Laura menggeleng cepat. Tenggorokannya sakit. Terpesonanya nanti saja. Ia langsung menerima gelas dari seorang cowok yang tak dikenalnya. Yah, cowok itu tentu saja Arvin.
Setelah meneguk habis segelas air yang diberikan Arvin untuk Laura, keduanya tampak terdiam. Sibuk dengan pikiran masing-masing.
“Em, lo... siapa?” Laura memberanikan diri bertanya.
Arvin mengulurkan tangannya. Mengajak berkenalan. “Kenalin, gue Arvin, kakak Kavin temen lo! Meski gue kakaknya Kavin, tapi tetep gue yang lebih cakep, ya kan?” Arvin menaikan sebelah alisnya. Ia tampak sangat percaya diri mengatakan hal tersebut.
Laura terkekeh pelan. Ia tahu Arvin hanya mencoba mencairkan suasana, walau tak bisa ia pungkiri, perkataan Arvin bukan omong kosong. Arvin sangat tampan. Ia tampak memiliki darah campuran. Kavin juga terlihat begitu, namun, manik mata Kavin coklat gelap. Sedangkan, Arvin memiliki manik mata abu-abu gelap. Membuat Laura seolah tersihir dengan pesona mata indah itu. Ditambah, tubuh kekar Arvin yang pasti membuat kaum hawa sangat ingin minimal mengelusnya. Eh? Apa yang sedang ia pikirkan huh?!

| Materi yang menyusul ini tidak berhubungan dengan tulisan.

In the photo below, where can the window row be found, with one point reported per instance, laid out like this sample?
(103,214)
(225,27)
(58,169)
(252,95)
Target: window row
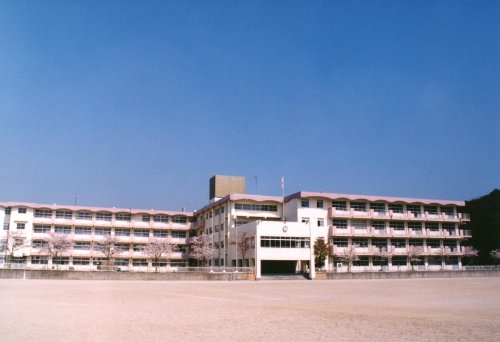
(105,216)
(256,207)
(284,242)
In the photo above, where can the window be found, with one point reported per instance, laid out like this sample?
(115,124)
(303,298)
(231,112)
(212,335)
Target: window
(138,247)
(361,242)
(122,232)
(141,232)
(399,261)
(179,234)
(83,215)
(81,246)
(416,243)
(39,243)
(378,225)
(256,207)
(415,209)
(160,233)
(359,224)
(398,243)
(103,216)
(396,208)
(121,262)
(60,261)
(448,211)
(160,218)
(378,207)
(81,261)
(397,225)
(123,217)
(432,226)
(46,213)
(39,260)
(339,205)
(432,210)
(83,230)
(433,243)
(340,242)
(139,262)
(358,206)
(102,231)
(64,214)
(284,242)
(62,230)
(124,247)
(37,228)
(340,224)
(380,243)
(179,219)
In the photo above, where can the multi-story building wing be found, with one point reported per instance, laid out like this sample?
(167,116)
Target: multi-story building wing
(26,227)
(273,234)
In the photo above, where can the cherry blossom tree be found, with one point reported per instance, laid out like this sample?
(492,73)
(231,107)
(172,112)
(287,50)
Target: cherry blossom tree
(159,248)
(107,247)
(201,249)
(13,242)
(56,244)
(348,255)
(242,244)
(469,252)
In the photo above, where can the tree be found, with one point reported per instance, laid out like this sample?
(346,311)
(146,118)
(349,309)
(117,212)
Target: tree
(158,248)
(414,254)
(383,253)
(56,244)
(321,252)
(13,242)
(242,244)
(469,252)
(201,249)
(107,246)
(348,255)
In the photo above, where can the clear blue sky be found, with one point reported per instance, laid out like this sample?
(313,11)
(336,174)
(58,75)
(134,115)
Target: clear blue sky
(138,103)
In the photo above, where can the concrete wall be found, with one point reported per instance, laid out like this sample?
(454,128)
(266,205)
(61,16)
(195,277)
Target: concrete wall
(105,275)
(411,275)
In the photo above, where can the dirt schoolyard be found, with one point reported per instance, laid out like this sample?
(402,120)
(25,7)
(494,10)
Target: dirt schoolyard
(459,309)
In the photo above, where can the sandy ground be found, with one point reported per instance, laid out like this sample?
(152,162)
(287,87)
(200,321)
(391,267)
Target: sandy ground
(465,309)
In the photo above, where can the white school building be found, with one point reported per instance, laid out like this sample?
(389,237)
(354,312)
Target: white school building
(279,232)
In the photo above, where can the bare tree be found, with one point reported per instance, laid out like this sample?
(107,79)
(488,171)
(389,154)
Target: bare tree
(56,244)
(469,252)
(348,255)
(414,254)
(159,248)
(13,242)
(242,244)
(107,246)
(200,248)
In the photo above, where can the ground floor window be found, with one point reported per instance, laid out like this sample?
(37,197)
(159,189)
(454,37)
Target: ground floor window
(39,260)
(399,261)
(81,261)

Ah! Laura terlalu banyak memuji di kesan pertama. Tidak biasanya ia seperti itu. Bahkan, ia bersikap biasa saja pada Neandro, Aksa, dan Kavin yang sama tampannya dengan Arvin. Tapi mengapa cowok yang baru dikenalnya beberapa menit itu tampak begitu menarik dimatanya? Membuatnya heran sendiri.
“Gue Laura!” Laura menjabat tangan kokoh Arvin.

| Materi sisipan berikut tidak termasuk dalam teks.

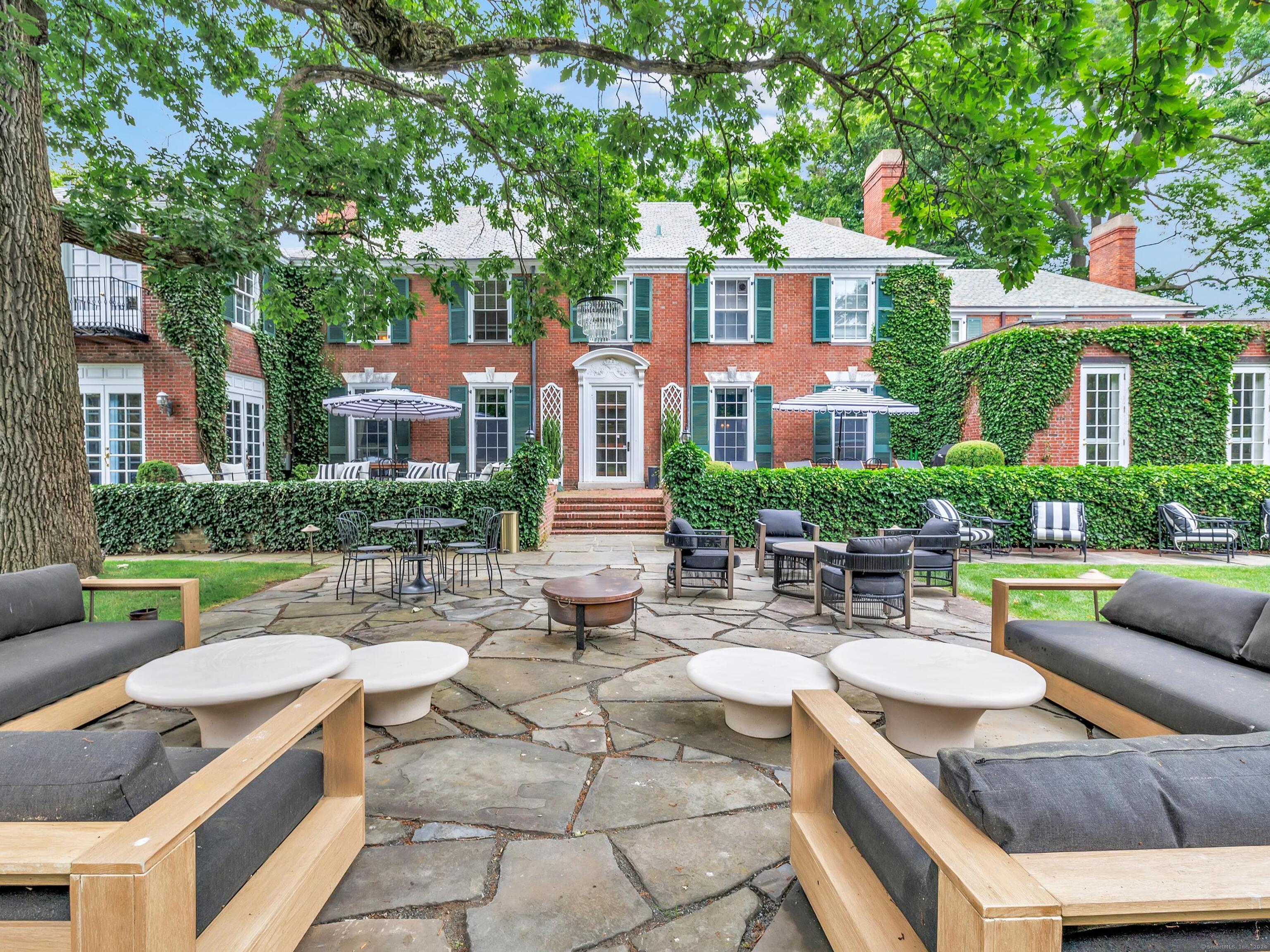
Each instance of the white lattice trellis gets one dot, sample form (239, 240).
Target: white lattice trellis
(551, 408)
(672, 401)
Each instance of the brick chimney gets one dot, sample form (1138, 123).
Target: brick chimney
(883, 172)
(1112, 253)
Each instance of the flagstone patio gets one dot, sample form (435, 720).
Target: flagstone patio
(558, 800)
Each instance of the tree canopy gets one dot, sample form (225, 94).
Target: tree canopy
(382, 117)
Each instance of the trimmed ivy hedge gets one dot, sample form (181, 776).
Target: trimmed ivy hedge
(267, 517)
(1119, 502)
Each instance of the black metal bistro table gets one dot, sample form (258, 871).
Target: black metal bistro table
(420, 527)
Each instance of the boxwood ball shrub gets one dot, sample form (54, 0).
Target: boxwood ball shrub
(158, 471)
(1119, 502)
(976, 452)
(267, 517)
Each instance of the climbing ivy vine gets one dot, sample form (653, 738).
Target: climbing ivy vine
(296, 375)
(192, 320)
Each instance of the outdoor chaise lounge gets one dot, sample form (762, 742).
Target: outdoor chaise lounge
(115, 845)
(1153, 845)
(59, 670)
(1174, 655)
(775, 526)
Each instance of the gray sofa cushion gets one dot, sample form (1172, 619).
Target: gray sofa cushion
(1164, 792)
(1215, 618)
(1185, 690)
(48, 666)
(783, 522)
(81, 776)
(40, 598)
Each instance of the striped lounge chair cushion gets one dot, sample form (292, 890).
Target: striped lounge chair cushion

“Gue tau!” Jawaban Arvin sebenarnya membuat Laura bingung, namun dirinya malah terdiam mengiyakan. Mungkin Arvin tau tentangnya dari Kavin.
“Dimana mama gue?” Laura mencari-cari keberadaan sang mama. Ia baru sadar bahwa ternyata sejak tadi ia hanya berdua dengan Arvin diruang rawatnya.

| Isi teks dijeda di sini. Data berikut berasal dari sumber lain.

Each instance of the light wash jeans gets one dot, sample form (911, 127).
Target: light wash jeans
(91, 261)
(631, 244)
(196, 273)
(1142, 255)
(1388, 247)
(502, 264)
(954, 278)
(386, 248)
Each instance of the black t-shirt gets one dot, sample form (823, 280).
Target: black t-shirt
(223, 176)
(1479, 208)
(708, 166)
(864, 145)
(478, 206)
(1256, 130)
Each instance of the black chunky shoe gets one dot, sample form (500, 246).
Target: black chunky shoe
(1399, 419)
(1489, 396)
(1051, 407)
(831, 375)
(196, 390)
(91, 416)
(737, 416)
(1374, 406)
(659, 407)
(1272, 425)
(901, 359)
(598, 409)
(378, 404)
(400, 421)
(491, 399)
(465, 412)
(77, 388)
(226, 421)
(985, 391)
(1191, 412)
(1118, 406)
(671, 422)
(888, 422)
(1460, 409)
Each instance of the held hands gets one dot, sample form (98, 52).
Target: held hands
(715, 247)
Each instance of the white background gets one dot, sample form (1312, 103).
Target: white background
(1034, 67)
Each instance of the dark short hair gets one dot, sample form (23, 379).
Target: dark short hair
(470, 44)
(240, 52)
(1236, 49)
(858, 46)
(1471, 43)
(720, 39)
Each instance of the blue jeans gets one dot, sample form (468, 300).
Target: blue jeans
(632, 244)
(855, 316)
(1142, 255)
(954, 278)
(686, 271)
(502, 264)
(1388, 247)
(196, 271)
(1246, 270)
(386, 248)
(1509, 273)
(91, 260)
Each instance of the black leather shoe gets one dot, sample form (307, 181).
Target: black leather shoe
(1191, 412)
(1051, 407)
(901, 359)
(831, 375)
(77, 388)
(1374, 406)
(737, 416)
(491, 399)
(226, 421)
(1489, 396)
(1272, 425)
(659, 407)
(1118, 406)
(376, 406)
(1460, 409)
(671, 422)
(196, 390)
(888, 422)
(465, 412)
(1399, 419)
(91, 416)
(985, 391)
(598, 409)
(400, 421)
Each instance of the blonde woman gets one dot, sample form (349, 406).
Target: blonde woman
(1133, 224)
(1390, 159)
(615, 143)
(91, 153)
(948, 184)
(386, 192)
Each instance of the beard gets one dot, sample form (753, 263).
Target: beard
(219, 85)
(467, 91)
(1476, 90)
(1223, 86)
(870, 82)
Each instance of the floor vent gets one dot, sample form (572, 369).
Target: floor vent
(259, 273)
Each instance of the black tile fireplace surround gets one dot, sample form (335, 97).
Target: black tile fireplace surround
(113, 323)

“Nyokap lo masih otw bareng yang lain. Disana macet parah kata adek gue!” Jawab Arvin seadanya.
Laura mengangguk mengerti. Setelah itu, semua kembali hening. Sedangkan Laura paling tak suka dengan kondisi seperti ini. Tapi yah, bagaimana? Dirinya entah mengapa kehabisan topik. Tidak seperti biasa, dirinya biasa menemukan banyak topik yang dapat dibicarakan dengan lawan ngobrolnya.
“Lo gamau tau gimana lo bisa disini?” Arvin tiba-tiba menanyakan hal tersebut. Membuat Laura tersentak kaget.
“Emm, apa lo yang nyelamatin gue dari gantung diri?” Laura bertanya balik dengan ragu.
Arvin mengangguk. “Why?”
Laura menggeleng. “Gapapa.”
“Ck! Bener kata temen gue.” Arvin berdecak sebal. “Cewek kalo ditanya kenapa, pasti jawabnya gapapa, padahal kenapa-napa kan lo?”
Laura tampak cengengesan. “Gue seriuss! Look me! Gaada lecet sedikitpun!”
Arvin menaikan sebelah alisnya sambil tersenyum meremehkan. Dengan berani, ia menarik dagu Laura. Menemukan bekas merah yang membiru di leher cewek itu. “Leher lo membiru, bukan lecet sih, tapi tetep aja lo kenapa-napa kan?”
Laura mati kutu. Ia mengumpat dalam hati. Mengapa harus pura-pura sok kuat sih di depan cowok itu? Ini bukan dirinya! Dirinya adalah seseorang yang selalu mengatakan apa yang ia rasakan.
“Yaudah iya, leher gue sakit. Gitu doang sebenernya.” Laura mulai menjawab khas caranya. Selengean.
“Yain. Emang apa alesan lo bisa nekat ngelakuin hal kayak gitu?” Arvin tau dia sudah mulai memasuki pembahasan sensitif. Tapi, sudah kebiasaannya menanyakan banyak hal kepada orang yang membuatnya penasaran. Ia sangat kepoan.
Laura tertegun. Tiba-tiba matanya memanas. Ia mulai menangis. “G-gue, mimpi...” Katanya lirih.